8. Ketimpangan Akses Pelayanan Publik

Kemiskinan juga terlihat dari bagaimana layanan publik tersebar:

a. Layanan Kesehatan

Puskesmas di kecamatan seperti Mekar Baru dan Gunung Kaler seringkali kekurangan tenaga medis, fasilitas penunjang, dan obat-obatan. Program Jaminan Kesehatan Nasional (JKN) belum merata, dengan banyak warga miskin belum terdaftar atau kesulitan akses.


b. Pendidikan

Kualitas guru, infrastruktur sekolah, dan fasilitas belajar sangat timpang antara wilayah pusat dan pinggiran. Banyak sekolah negeri kekurangan ruang kelas dan sarana belajar.


c. Transportasi Publik

Warga di daerah pinggiran mengandalkan transportasi pribadi atau ojek. Ketiadaan transportasi publik yang murah dan terjadwal membuat akses ke tempat kerja dan fasilitas kota menjadi mahal dan tidak efisien.


d.
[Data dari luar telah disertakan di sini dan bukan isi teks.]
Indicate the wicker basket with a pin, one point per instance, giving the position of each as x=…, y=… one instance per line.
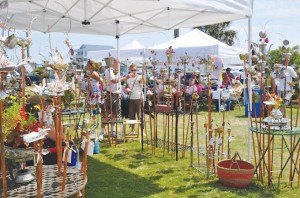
x=159, y=108
x=235, y=173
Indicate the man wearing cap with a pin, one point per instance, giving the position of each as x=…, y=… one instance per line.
x=283, y=78
x=227, y=77
x=237, y=90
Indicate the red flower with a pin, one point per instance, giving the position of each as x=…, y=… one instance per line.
x=23, y=113
x=267, y=40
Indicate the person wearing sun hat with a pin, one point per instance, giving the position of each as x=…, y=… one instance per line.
x=227, y=77
x=135, y=93
x=237, y=90
x=94, y=81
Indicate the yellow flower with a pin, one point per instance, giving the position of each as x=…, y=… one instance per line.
x=12, y=97
x=36, y=107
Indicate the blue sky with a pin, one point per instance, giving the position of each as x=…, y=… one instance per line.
x=279, y=18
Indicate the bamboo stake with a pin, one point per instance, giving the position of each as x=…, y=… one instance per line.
x=3, y=164
x=84, y=159
x=198, y=143
x=23, y=76
x=183, y=116
x=65, y=162
x=223, y=129
x=269, y=151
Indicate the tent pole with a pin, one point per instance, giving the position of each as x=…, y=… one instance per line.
x=250, y=101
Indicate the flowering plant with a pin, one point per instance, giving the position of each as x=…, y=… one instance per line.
x=170, y=53
x=276, y=100
x=17, y=122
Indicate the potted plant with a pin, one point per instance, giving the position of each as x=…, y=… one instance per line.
x=17, y=122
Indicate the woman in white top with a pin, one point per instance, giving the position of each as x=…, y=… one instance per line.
x=94, y=82
x=135, y=93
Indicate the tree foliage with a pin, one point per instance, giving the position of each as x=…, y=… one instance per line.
x=275, y=56
x=220, y=32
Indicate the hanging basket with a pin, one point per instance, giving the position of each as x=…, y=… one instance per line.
x=235, y=173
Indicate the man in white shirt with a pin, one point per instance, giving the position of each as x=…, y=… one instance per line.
x=284, y=75
x=110, y=108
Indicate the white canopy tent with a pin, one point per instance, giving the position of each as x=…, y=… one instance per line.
x=119, y=17
x=196, y=44
x=131, y=52
x=197, y=38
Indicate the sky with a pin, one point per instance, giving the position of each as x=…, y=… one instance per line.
x=280, y=19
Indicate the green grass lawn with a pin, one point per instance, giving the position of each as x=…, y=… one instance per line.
x=127, y=171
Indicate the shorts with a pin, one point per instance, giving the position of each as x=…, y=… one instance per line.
x=110, y=108
x=134, y=108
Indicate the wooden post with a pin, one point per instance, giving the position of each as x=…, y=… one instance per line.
x=3, y=165
x=84, y=159
x=23, y=77
x=65, y=163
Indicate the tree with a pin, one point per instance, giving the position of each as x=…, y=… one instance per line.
x=275, y=56
x=220, y=31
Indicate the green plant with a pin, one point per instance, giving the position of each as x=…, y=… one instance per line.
x=17, y=122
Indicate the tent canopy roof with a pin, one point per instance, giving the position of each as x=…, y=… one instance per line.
x=119, y=17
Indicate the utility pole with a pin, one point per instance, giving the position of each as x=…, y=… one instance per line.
x=176, y=33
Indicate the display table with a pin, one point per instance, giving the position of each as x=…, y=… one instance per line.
x=51, y=184
x=276, y=151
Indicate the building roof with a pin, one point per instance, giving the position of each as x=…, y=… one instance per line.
x=87, y=47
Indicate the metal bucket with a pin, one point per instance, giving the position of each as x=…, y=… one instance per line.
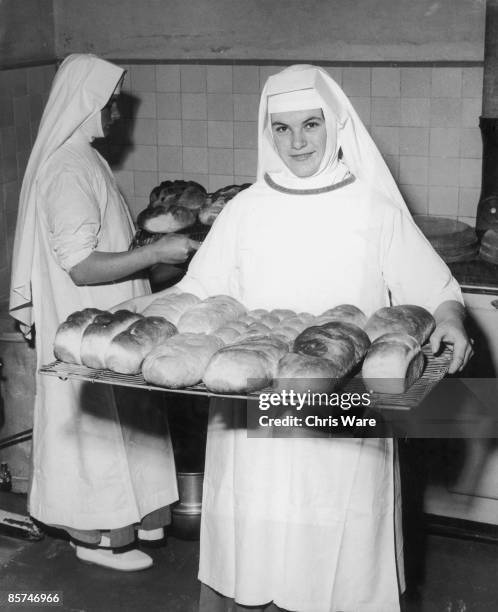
x=186, y=513
x=17, y=396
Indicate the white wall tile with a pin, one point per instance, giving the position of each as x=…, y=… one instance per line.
x=416, y=82
x=470, y=143
x=467, y=201
x=413, y=170
x=471, y=110
x=246, y=79
x=386, y=112
x=472, y=82
x=194, y=106
x=444, y=142
x=363, y=107
x=145, y=131
x=220, y=134
x=245, y=107
x=446, y=112
x=146, y=108
x=443, y=171
x=193, y=78
x=446, y=82
x=195, y=159
x=220, y=107
x=416, y=198
x=168, y=78
x=219, y=79
x=220, y=161
x=169, y=106
x=415, y=112
x=387, y=139
x=169, y=132
x=470, y=172
x=443, y=200
x=414, y=141
x=245, y=161
x=142, y=78
x=217, y=181
x=194, y=133
x=245, y=135
x=145, y=158
x=357, y=81
x=170, y=159
x=386, y=82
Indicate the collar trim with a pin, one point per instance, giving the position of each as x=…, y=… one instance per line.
x=271, y=183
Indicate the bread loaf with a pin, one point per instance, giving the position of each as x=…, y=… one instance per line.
x=180, y=361
x=67, y=343
x=171, y=306
x=407, y=319
x=129, y=348
x=210, y=314
x=302, y=373
x=334, y=345
x=358, y=337
x=393, y=363
x=215, y=202
x=163, y=219
x=98, y=335
x=344, y=313
x=245, y=366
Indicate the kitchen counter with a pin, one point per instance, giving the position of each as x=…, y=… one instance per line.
x=476, y=275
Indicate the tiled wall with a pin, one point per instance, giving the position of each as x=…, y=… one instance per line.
x=23, y=93
x=198, y=122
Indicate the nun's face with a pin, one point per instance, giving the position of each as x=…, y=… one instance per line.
x=300, y=138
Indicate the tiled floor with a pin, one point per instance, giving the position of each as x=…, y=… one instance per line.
x=454, y=576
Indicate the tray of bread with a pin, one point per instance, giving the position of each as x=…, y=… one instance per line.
x=216, y=347
x=435, y=369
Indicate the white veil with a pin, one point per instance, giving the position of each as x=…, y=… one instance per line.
x=359, y=152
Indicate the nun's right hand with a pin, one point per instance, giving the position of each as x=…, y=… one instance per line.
x=174, y=248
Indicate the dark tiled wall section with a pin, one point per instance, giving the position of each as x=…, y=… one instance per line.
x=23, y=93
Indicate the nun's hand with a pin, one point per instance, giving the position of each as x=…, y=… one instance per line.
x=173, y=248
x=452, y=333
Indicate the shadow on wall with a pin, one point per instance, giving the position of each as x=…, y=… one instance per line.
x=119, y=144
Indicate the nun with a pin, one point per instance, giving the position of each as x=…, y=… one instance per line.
x=311, y=524
x=102, y=461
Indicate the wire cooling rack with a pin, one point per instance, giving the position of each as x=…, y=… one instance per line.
x=435, y=369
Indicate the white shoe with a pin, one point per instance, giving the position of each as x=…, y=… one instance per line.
x=150, y=535
x=128, y=561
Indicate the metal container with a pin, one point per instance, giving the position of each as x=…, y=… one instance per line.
x=186, y=513
x=17, y=393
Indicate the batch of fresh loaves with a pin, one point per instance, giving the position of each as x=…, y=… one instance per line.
x=180, y=340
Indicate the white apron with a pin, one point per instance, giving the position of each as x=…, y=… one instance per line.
x=95, y=466
x=308, y=524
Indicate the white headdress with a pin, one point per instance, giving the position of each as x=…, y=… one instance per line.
x=303, y=84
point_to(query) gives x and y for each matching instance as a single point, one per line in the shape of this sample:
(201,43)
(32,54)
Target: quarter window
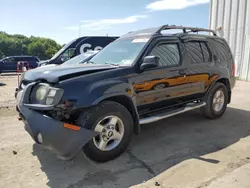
(198,52)
(168,54)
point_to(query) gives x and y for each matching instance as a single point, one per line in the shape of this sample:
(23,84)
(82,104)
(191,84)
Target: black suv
(10,64)
(142,77)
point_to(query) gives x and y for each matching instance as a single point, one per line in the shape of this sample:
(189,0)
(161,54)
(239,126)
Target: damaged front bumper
(64,139)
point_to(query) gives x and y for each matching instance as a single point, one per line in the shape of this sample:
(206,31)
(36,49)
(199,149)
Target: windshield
(62,49)
(80,58)
(120,52)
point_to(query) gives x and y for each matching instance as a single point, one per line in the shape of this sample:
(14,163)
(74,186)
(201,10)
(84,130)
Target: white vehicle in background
(79,59)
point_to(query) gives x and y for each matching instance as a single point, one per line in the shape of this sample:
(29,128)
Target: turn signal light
(72,127)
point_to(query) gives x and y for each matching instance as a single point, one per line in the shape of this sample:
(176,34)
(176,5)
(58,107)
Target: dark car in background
(9,64)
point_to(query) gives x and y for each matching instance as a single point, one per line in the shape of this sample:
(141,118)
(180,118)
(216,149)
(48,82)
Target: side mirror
(215,58)
(63,58)
(149,62)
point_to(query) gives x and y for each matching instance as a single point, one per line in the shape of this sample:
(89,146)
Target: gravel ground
(183,151)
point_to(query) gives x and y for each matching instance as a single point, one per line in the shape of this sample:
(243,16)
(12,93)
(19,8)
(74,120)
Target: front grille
(24,83)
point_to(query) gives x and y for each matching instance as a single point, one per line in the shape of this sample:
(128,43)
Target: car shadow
(160,146)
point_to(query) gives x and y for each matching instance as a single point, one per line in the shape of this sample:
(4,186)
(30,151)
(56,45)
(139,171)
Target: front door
(154,87)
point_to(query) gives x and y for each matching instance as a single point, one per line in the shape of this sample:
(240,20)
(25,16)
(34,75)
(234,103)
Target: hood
(53,74)
(43,62)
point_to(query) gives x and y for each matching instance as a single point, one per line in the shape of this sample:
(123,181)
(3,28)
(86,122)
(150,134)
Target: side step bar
(157,117)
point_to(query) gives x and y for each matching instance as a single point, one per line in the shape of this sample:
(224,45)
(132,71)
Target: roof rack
(185,29)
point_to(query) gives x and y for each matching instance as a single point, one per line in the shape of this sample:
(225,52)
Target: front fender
(85,94)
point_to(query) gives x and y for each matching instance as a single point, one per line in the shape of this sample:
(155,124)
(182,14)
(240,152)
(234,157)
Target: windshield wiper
(114,64)
(90,62)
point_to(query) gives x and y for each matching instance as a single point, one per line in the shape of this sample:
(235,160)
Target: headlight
(40,93)
(45,94)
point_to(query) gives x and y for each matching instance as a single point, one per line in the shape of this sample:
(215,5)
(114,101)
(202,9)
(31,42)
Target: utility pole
(80,29)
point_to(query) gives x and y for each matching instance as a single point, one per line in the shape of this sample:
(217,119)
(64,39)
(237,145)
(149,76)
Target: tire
(90,120)
(209,111)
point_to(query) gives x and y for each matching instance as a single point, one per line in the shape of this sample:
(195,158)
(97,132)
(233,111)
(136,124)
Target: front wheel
(217,101)
(115,126)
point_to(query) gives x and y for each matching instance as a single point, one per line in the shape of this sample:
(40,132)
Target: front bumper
(65,142)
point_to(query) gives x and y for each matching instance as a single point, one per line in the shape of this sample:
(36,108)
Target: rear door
(154,87)
(200,72)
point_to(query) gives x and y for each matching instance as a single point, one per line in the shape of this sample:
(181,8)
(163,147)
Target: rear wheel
(115,126)
(217,101)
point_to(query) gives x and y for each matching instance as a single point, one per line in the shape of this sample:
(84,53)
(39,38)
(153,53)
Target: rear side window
(222,50)
(20,59)
(198,52)
(168,54)
(31,59)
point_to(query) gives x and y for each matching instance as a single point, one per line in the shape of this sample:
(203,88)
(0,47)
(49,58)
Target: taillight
(233,69)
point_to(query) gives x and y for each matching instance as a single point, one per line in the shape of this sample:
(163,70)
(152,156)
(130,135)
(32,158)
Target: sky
(61,20)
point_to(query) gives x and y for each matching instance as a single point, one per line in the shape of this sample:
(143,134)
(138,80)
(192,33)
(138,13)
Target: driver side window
(68,54)
(168,54)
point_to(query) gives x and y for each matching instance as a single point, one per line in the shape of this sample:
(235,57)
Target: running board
(161,116)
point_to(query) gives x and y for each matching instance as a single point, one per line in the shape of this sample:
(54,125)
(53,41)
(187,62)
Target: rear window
(198,52)
(221,49)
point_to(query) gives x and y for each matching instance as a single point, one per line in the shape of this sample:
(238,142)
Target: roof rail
(185,29)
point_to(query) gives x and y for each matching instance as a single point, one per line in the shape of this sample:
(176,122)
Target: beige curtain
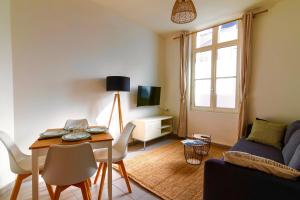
(247,23)
(184,72)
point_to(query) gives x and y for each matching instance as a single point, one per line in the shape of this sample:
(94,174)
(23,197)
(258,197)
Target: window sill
(204,109)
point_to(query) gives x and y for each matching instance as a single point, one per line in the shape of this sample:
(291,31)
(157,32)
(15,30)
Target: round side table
(191,155)
(206,146)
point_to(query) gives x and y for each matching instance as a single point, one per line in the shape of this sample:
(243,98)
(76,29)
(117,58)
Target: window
(215,68)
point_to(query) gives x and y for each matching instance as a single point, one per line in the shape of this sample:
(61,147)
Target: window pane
(226,63)
(204,38)
(228,32)
(202,93)
(203,65)
(226,92)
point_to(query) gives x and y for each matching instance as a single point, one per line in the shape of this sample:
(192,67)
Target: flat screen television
(148,96)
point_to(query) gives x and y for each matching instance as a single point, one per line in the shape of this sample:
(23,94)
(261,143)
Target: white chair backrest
(69,164)
(76,124)
(122,143)
(14,152)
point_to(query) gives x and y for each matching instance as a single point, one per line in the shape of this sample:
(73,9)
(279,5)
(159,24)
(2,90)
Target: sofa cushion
(269,133)
(262,164)
(258,150)
(291,130)
(290,148)
(295,161)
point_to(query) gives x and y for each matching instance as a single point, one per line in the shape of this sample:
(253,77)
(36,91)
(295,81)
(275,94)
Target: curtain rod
(226,22)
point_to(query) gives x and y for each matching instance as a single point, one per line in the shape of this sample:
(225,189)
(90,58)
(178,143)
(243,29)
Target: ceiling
(155,14)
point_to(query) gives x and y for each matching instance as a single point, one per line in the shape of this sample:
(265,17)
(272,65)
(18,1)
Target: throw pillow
(267,132)
(262,164)
(295,161)
(291,130)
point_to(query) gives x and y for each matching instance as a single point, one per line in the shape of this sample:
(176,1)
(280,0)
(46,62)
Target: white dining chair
(72,124)
(68,165)
(20,164)
(119,152)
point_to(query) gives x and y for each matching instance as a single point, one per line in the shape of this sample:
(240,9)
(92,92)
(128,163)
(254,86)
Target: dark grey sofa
(224,181)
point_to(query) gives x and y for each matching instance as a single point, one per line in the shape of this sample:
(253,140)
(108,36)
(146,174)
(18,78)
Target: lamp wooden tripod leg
(117,98)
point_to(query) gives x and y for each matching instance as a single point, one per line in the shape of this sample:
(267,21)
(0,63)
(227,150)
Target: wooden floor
(119,186)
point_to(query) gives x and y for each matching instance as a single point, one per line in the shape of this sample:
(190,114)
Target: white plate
(95,130)
(71,137)
(52,134)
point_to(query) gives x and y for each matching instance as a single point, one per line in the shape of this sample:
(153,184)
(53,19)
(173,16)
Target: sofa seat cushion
(258,149)
(261,164)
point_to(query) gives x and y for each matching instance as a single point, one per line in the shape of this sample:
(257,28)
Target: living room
(56,57)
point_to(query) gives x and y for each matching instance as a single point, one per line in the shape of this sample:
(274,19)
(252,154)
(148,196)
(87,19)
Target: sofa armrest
(223,180)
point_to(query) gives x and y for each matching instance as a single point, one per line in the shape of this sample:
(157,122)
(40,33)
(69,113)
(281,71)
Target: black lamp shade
(118,83)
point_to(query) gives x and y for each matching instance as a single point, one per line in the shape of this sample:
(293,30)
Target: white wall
(276,69)
(6,88)
(221,126)
(62,52)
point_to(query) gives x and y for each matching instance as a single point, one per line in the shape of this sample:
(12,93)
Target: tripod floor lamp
(117,84)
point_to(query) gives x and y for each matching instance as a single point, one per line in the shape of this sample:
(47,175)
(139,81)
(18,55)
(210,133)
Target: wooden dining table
(40,148)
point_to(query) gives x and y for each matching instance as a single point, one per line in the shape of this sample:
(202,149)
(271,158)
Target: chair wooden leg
(89,182)
(120,170)
(58,190)
(50,191)
(84,191)
(121,164)
(87,187)
(102,181)
(98,172)
(17,185)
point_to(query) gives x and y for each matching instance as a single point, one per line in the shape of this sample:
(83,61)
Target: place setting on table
(73,132)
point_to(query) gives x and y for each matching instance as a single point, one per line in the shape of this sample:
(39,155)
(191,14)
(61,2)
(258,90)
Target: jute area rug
(164,172)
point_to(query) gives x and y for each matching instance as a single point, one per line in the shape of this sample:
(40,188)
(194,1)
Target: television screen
(148,96)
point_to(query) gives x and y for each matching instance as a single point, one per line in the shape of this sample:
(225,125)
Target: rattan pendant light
(183,12)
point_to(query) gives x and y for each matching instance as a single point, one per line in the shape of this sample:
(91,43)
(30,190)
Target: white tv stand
(150,128)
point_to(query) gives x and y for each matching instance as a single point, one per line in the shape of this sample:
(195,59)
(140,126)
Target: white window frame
(214,49)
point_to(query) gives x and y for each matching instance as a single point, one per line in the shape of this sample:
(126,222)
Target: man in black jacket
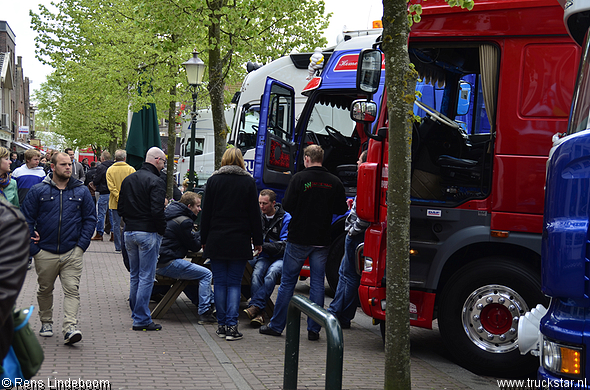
(180,237)
(314,195)
(100,185)
(141,205)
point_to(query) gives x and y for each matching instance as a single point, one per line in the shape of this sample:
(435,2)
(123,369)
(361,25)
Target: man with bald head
(141,206)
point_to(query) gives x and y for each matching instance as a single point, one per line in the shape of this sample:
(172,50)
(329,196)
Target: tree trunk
(216,83)
(123,134)
(171,143)
(400,84)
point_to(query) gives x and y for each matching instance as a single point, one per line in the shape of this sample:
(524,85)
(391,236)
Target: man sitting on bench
(179,238)
(267,267)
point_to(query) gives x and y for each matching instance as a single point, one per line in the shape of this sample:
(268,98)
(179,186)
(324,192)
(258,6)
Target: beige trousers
(68,266)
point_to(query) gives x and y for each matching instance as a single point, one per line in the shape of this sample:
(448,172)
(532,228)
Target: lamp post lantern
(195,68)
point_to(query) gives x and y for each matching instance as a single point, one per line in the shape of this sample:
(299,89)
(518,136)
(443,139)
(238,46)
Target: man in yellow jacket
(115,176)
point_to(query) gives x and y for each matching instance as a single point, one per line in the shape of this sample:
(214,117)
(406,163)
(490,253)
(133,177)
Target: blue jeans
(293,260)
(227,282)
(265,274)
(116,228)
(143,249)
(200,295)
(346,299)
(103,208)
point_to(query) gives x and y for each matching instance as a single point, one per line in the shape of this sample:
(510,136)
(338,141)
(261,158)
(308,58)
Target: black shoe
(220,331)
(73,336)
(157,297)
(264,329)
(150,326)
(232,333)
(207,318)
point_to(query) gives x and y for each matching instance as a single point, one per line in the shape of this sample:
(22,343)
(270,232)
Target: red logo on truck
(348,63)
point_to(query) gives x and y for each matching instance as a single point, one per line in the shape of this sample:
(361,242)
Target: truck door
(275,150)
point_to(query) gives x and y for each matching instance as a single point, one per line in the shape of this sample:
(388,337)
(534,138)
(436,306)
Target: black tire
(477,315)
(334,259)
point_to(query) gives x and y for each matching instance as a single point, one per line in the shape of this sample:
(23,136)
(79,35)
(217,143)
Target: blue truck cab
(560,334)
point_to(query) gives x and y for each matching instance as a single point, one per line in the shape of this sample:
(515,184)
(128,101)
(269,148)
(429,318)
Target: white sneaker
(46,330)
(73,336)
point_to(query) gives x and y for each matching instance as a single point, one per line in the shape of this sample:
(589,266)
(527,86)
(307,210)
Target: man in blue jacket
(179,238)
(61,217)
(268,265)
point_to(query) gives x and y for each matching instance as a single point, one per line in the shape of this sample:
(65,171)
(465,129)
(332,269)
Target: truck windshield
(337,117)
(581,100)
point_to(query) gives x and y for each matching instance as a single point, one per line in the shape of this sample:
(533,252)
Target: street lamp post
(195,68)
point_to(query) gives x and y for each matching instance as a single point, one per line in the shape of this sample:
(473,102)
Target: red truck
(502,78)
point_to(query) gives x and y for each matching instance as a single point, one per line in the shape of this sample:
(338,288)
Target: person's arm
(277,248)
(340,205)
(192,238)
(359,225)
(290,198)
(82,173)
(30,209)
(88,219)
(254,215)
(112,186)
(158,203)
(98,176)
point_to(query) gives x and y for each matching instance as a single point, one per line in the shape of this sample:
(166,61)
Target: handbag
(25,344)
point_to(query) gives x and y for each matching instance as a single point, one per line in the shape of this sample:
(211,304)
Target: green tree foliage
(103,50)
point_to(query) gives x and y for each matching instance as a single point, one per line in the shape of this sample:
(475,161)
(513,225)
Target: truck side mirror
(363,110)
(368,72)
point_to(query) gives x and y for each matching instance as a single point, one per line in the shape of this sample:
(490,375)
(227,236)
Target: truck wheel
(478,315)
(334,259)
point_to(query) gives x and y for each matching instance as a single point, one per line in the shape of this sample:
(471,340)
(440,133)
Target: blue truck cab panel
(566,264)
(324,120)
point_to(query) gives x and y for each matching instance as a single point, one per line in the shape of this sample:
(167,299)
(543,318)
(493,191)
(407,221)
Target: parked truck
(478,166)
(558,334)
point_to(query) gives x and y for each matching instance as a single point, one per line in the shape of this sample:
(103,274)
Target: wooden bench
(178,286)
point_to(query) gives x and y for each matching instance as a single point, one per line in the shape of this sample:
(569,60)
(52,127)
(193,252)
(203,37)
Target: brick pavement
(185,355)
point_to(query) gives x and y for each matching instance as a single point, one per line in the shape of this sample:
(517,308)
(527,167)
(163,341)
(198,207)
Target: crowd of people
(68,204)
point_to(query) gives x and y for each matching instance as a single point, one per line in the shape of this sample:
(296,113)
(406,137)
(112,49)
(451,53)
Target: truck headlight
(562,359)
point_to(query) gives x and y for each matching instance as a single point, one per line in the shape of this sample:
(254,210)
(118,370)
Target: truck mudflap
(421,308)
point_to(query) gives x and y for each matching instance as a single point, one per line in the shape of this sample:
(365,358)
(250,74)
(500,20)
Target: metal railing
(335,353)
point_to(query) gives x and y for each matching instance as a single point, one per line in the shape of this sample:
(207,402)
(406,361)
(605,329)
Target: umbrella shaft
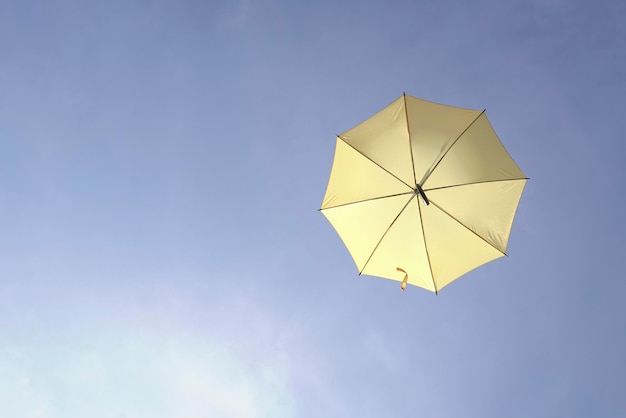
(421,192)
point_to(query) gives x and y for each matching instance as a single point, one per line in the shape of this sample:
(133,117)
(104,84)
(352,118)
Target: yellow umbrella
(422,193)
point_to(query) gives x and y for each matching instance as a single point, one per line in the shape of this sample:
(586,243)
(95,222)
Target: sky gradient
(161,167)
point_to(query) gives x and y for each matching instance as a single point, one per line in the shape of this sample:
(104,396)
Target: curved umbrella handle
(406,277)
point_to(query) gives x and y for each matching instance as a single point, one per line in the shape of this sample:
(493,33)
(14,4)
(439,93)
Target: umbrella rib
(429,172)
(374,162)
(430,265)
(383,237)
(475,182)
(469,229)
(367,200)
(408,128)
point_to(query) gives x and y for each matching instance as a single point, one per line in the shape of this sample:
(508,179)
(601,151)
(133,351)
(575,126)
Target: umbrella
(423,193)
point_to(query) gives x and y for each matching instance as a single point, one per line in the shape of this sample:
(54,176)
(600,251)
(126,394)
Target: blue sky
(161,166)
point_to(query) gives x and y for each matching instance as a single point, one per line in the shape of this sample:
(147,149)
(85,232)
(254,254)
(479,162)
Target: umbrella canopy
(422,193)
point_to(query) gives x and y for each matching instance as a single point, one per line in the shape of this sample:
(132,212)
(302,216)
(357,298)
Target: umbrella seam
(429,173)
(430,265)
(374,162)
(473,183)
(366,200)
(408,131)
(385,234)
(469,229)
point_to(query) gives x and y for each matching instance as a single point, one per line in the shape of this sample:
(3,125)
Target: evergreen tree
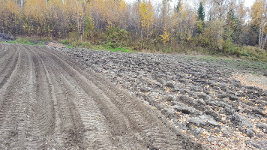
(201,13)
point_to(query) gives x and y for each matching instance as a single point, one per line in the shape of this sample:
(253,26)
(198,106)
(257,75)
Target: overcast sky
(248,3)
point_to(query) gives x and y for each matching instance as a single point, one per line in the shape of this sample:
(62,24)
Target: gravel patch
(199,96)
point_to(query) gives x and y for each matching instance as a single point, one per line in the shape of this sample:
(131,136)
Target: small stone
(203,96)
(250,133)
(169,84)
(261,126)
(233,98)
(169,98)
(170,113)
(145,89)
(197,122)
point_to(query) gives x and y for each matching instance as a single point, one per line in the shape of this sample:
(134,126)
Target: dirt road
(49,102)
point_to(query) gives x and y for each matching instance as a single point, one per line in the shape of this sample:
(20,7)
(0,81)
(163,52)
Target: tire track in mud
(48,101)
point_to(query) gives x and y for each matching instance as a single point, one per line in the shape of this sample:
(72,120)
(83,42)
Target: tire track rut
(48,101)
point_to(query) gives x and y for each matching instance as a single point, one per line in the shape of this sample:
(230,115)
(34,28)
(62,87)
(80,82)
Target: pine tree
(201,13)
(178,6)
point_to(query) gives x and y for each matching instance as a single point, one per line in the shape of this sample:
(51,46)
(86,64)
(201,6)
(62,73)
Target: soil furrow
(49,101)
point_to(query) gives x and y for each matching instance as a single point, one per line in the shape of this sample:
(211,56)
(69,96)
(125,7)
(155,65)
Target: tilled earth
(48,101)
(200,97)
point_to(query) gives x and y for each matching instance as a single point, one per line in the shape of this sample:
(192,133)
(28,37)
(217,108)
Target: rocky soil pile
(199,96)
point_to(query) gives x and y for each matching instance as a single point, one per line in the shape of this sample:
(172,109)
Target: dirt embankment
(48,101)
(204,98)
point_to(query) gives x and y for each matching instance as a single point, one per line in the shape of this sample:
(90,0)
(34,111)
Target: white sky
(248,3)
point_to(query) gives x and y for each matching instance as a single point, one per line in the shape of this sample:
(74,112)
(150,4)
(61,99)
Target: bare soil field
(48,101)
(219,103)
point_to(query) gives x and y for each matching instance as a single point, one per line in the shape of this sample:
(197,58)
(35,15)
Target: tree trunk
(260,35)
(21,3)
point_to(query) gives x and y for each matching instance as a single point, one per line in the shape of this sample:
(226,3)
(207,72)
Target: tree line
(220,25)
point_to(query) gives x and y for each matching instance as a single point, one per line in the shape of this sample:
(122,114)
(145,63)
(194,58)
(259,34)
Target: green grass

Layanan Administratif

Warga miskin sering kesulitan mengurus dokumen penting seperti KTP, akta kelahiran, dan BPJS, karena jarak ke kecamatan terlalu jauh atau keterbatasan informasi digital.



9. Program Pemerintah Daerah dalam Menanggulangi Kemiskinan

Kabupaten Tangerang memiliki beberapa program intervensi, antara lain:

a. Program Bantuan Sosial Terintegrasi

Melalui Dinas Sosial dan DPMD, pemerintah menyalurkan PKH, bantuan langsung tunai (BLT) Dana Desa, dan bantuan pangan nontunai (BPNT). Data penerima diperbarui melalui Data Terpadu Kesejahteraan Sosial (DTKS).


b. Musyawarah Perencanaan Pembangunan (Musrenbang)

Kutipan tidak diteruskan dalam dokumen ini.